ALABAMA Online Version: https://www.dot.state.al.us/maps/pdf/ALHighwayMapFront.pdf
I could not find a link to request the paper map.
c. 2019-2020
13 City insets: Anniston, Auburn/Opelika, Birmingham, Decatur, Dothan, Florence/Muscle Shoals/Sheffield/Tuscumbia, Gadsden, Eastern Shore (Daphne/Spanish Fort), Huntsville, Mobile, Montgomery, Phenix City, Tuscaloosa. This also includes interstate strips with design details of the interchanges. A map of the "Robert Trent Jones Golf Trail". Lots of state park information.

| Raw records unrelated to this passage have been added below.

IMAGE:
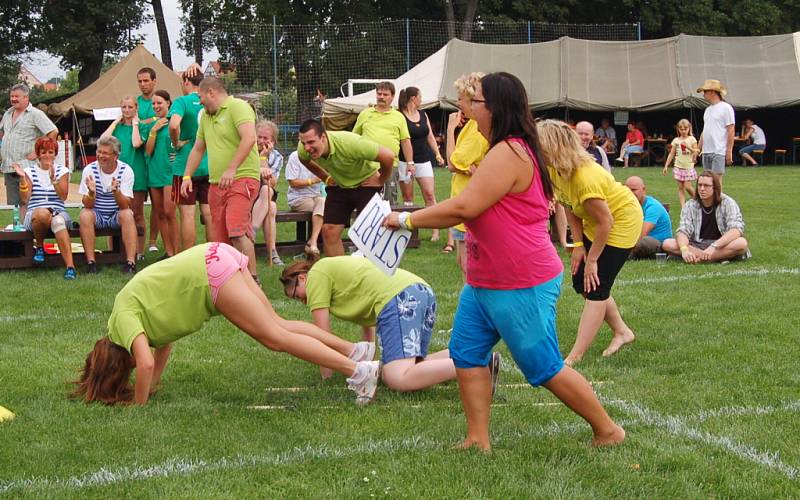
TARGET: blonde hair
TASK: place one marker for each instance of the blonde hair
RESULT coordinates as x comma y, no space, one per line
468,84
561,147
684,123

1. Interstates are Dark Green. Non Interstate controlled access highways are Double Black with Red inside. All other divided highways are Double Lined with US Routes in Red and State Routes in Black. County lines are Dashed Brown lines. County names are in Brown and easy to read. County Seats are marked with a dot inside the Yellow circle. Highway numbers are easy to read, even the county highways. Urban areas are marked with an Orange-ish area. However, the smaller the town, the smaller the font. Hard to read towns under 1000.
Grade: 8

2. City index does not show populations and is small in font.  The mileage change includes out of state places and is roughly 45 x 26. Shows the state "things". Lots of information. Could use a city inset for Selma but that's not a big issue.
Grade: 9

3. My biggest issue on the back is with the city insets for the bigger places, like Birmingham, are pretty small. The insets take up about a fifth of the back. The interstate strips take up about 2/5 in the middle. There's too many pictures for my liking especially when Birmingham and Mobile could really use bigger maps.
Grade: 5

4. I found no glaring errors.
Grade: 10

5. Easy to read for the most part. Overall, it is one of the better state issued maps with lots of detail especially the out of state detail but it could be so much more better and frankly I am disappointed.